Il semble donc qu’il faille renoncer à toute contingence dans l’ordre des phénomènes de l’âme, si l’on admet d’une manière absolue la loi de la conservation de l’énergie psychique, la proportionnalité des sensations, idées, résolutions avec leurs antécédents psychologiques. Mais cette loi est-elle nécessaire ?

On ne peut la considérer comme donnée à priori analytiquement, puisque l’idée des opérations psychologiques n’implique pas un degré déterminé d’énergie, comme condition de leur existence.

Elle n’est pas non plus un jugement synthétique à priori puisque le penchant de l’homme est, au contraire, de croire qu’il dispose de ses actes. Cette loi est une connaissance expérimentale, et ne peut prétendre qu’à une nécessité de fait.

Or cette nécessité elle-même lui appartient-elle ?

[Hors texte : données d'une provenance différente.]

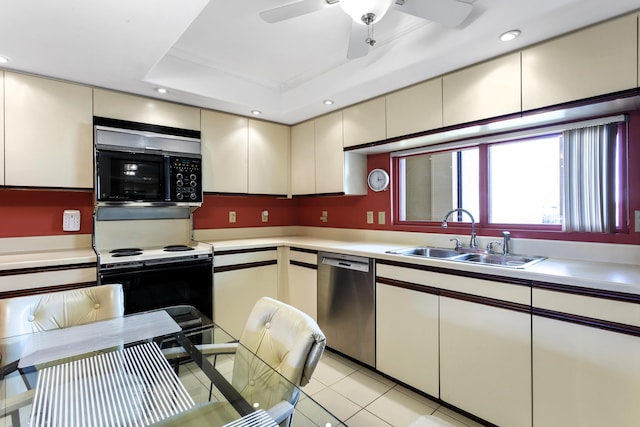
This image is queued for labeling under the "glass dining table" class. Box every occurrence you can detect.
[0,308,345,427]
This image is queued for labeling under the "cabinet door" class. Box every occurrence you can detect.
[93,88,201,130]
[533,316,640,427]
[0,71,4,186]
[443,53,521,126]
[376,283,439,397]
[5,73,93,188]
[440,297,531,427]
[343,97,386,148]
[315,111,345,194]
[386,78,443,138]
[291,120,316,195]
[201,109,249,193]
[286,264,317,320]
[248,120,290,195]
[213,265,278,338]
[522,14,637,111]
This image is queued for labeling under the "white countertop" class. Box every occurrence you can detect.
[209,236,640,296]
[1,236,639,297]
[0,248,97,272]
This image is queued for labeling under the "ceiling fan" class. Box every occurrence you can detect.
[260,0,473,59]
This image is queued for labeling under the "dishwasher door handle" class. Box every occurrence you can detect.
[321,256,370,272]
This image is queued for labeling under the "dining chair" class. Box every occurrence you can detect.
[163,296,326,427]
[0,284,124,426]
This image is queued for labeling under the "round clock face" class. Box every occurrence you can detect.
[367,168,389,192]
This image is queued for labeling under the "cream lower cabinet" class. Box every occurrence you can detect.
[532,288,640,427]
[284,248,317,320]
[4,72,93,188]
[213,249,278,338]
[375,280,439,397]
[440,296,532,427]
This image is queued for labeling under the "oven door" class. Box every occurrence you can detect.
[96,149,168,203]
[99,259,213,320]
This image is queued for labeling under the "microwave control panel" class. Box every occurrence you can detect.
[169,157,203,202]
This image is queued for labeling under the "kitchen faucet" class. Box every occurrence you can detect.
[442,208,478,249]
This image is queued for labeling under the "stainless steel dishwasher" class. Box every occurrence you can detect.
[317,251,375,367]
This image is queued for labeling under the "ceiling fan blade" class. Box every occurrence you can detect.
[346,22,370,59]
[397,0,472,27]
[260,0,334,23]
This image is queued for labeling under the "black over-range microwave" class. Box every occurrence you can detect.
[94,117,203,206]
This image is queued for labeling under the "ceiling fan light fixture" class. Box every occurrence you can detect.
[340,0,393,25]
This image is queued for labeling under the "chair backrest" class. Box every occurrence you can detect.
[0,284,125,338]
[232,297,326,409]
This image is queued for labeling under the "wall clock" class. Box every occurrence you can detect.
[367,168,389,192]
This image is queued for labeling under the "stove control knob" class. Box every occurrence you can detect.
[190,193,197,200]
[176,180,184,187]
[190,173,197,181]
[190,180,197,187]
[176,193,184,200]
[176,173,184,180]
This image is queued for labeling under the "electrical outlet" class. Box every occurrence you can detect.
[635,210,640,232]
[229,211,236,223]
[378,211,386,225]
[261,210,269,222]
[366,211,374,224]
[62,210,81,232]
[320,211,328,222]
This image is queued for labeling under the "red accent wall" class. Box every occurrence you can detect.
[193,194,297,229]
[0,189,94,237]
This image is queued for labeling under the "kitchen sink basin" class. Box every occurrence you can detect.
[387,246,462,259]
[455,253,546,268]
[386,246,546,269]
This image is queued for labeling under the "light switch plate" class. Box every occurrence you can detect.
[635,210,640,232]
[261,210,269,222]
[63,210,81,232]
[378,211,386,225]
[229,211,236,223]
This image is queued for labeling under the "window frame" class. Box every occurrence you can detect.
[391,121,629,241]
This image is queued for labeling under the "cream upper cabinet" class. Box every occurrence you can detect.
[201,109,249,193]
[4,72,93,188]
[248,119,290,195]
[0,71,4,186]
[343,97,386,148]
[386,78,443,138]
[522,14,638,111]
[291,120,316,195]
[93,88,201,131]
[443,52,521,126]
[315,111,348,194]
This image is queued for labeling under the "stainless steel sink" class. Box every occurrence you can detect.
[386,246,546,269]
[387,246,462,259]
[455,253,546,268]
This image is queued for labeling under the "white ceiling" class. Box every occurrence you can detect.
[0,1,638,125]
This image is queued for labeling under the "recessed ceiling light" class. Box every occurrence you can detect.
[0,56,9,63]
[499,30,521,42]
[323,100,335,105]
[251,110,262,115]
[156,87,168,94]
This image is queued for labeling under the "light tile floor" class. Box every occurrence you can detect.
[3,350,485,427]
[299,350,486,427]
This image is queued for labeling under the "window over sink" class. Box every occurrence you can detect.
[394,117,627,236]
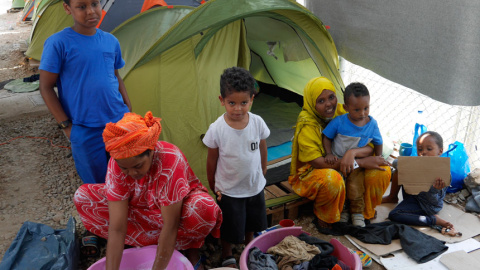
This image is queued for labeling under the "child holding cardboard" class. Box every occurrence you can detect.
[386,131,455,232]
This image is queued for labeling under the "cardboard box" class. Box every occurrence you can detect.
[397,156,450,195]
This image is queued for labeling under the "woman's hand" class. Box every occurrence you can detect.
[356,156,390,170]
[152,200,182,270]
[106,200,129,270]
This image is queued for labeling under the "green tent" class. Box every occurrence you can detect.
[11,0,25,9]
[25,0,73,61]
[112,0,344,185]
[24,0,204,61]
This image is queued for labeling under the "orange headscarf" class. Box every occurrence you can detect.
[103,111,162,159]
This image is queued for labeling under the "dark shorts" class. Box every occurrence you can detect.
[217,190,267,244]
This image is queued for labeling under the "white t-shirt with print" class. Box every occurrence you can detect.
[202,112,270,198]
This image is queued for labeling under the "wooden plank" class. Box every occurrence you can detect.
[264,189,276,200]
[266,205,284,215]
[270,206,285,225]
[265,194,300,208]
[267,155,291,166]
[286,198,311,220]
[266,184,288,197]
[280,181,294,193]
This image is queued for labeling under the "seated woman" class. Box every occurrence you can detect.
[74,112,222,270]
[288,77,391,227]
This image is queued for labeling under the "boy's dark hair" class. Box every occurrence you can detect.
[417,131,444,149]
[63,0,70,5]
[220,67,256,98]
[344,82,370,105]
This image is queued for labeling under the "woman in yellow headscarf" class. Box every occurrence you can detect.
[74,112,221,270]
[289,77,391,227]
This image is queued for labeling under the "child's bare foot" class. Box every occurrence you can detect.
[435,215,453,229]
[382,195,398,204]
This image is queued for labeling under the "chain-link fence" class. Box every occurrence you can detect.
[339,58,479,170]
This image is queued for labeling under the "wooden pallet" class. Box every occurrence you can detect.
[264,180,311,225]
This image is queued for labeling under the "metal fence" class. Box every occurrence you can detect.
[339,57,479,170]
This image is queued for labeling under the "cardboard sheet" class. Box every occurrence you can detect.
[380,238,480,270]
[414,203,480,243]
[348,203,480,257]
[439,250,480,270]
[397,156,450,195]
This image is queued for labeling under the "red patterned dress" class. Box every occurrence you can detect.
[74,141,222,249]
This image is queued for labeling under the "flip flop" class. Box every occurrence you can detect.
[432,225,463,237]
[193,255,206,270]
[80,232,100,258]
[221,255,238,268]
[441,227,462,237]
[350,249,372,268]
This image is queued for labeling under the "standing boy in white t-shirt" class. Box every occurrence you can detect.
[202,67,270,268]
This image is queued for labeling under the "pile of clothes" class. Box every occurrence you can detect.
[247,233,351,270]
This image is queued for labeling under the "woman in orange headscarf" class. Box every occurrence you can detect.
[289,77,391,227]
[74,112,221,270]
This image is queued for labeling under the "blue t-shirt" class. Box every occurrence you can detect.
[40,28,129,127]
[322,114,382,158]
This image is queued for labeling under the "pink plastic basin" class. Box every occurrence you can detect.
[87,245,194,270]
[239,226,361,270]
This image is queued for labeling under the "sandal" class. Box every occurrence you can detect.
[193,255,206,270]
[441,227,462,237]
[350,249,372,268]
[432,225,462,237]
[80,232,100,258]
[221,256,238,268]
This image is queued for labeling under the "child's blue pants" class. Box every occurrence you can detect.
[70,125,109,184]
[388,195,436,226]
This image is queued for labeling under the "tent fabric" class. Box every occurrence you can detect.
[307,0,480,106]
[22,0,36,21]
[113,0,343,186]
[251,92,301,148]
[4,79,40,93]
[24,0,203,61]
[11,0,25,9]
[26,0,73,61]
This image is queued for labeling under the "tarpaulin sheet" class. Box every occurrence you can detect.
[0,217,78,270]
[308,0,480,106]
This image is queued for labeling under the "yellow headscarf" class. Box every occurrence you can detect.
[290,77,346,175]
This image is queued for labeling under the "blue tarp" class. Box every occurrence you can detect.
[0,217,78,270]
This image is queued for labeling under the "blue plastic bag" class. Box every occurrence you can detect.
[440,141,471,193]
[0,217,78,270]
[411,123,427,156]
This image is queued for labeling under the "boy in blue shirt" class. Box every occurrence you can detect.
[39,0,131,184]
[203,67,270,268]
[322,82,383,227]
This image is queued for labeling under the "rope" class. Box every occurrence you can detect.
[0,136,71,149]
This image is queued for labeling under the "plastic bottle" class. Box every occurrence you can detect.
[416,110,425,126]
[409,109,426,142]
[411,109,427,156]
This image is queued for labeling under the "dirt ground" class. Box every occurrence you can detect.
[0,6,386,270]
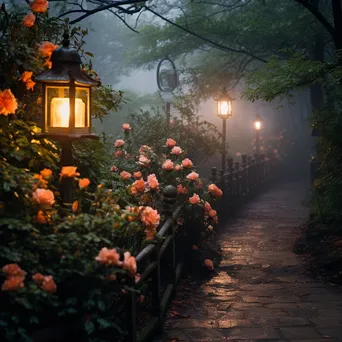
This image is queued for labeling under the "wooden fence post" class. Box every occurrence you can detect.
[241,154,247,196]
[211,167,217,184]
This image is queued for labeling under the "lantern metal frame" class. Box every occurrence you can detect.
[254,114,263,156]
[215,87,234,173]
[33,31,100,141]
[215,87,233,119]
[33,31,101,205]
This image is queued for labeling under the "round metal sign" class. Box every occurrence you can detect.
[156,57,179,92]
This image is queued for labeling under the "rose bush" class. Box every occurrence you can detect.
[0,4,223,341]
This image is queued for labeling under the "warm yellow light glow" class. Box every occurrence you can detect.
[217,100,232,118]
[255,120,261,130]
[50,97,85,128]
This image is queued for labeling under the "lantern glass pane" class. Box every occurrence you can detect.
[46,86,89,130]
[46,86,69,128]
[217,100,232,118]
[255,121,261,130]
[76,87,90,128]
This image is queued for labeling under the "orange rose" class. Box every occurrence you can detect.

Si l’on perce la première enveloppe des choses, on trouve sans doute que la variété infinie que présente la surface du monde psychologique n’existe pas dans le fond. Même dans l’ordre moral, sous les dehors changeants, il y a des couches de plus en plus solides. Sous la disposition du moment, il y a le caractère individuel, sous le caractère individuel les mœurs du temps, puis le caractère national, puis enfin la nature humaine. Or la nature humaine demeure sensiblement la même.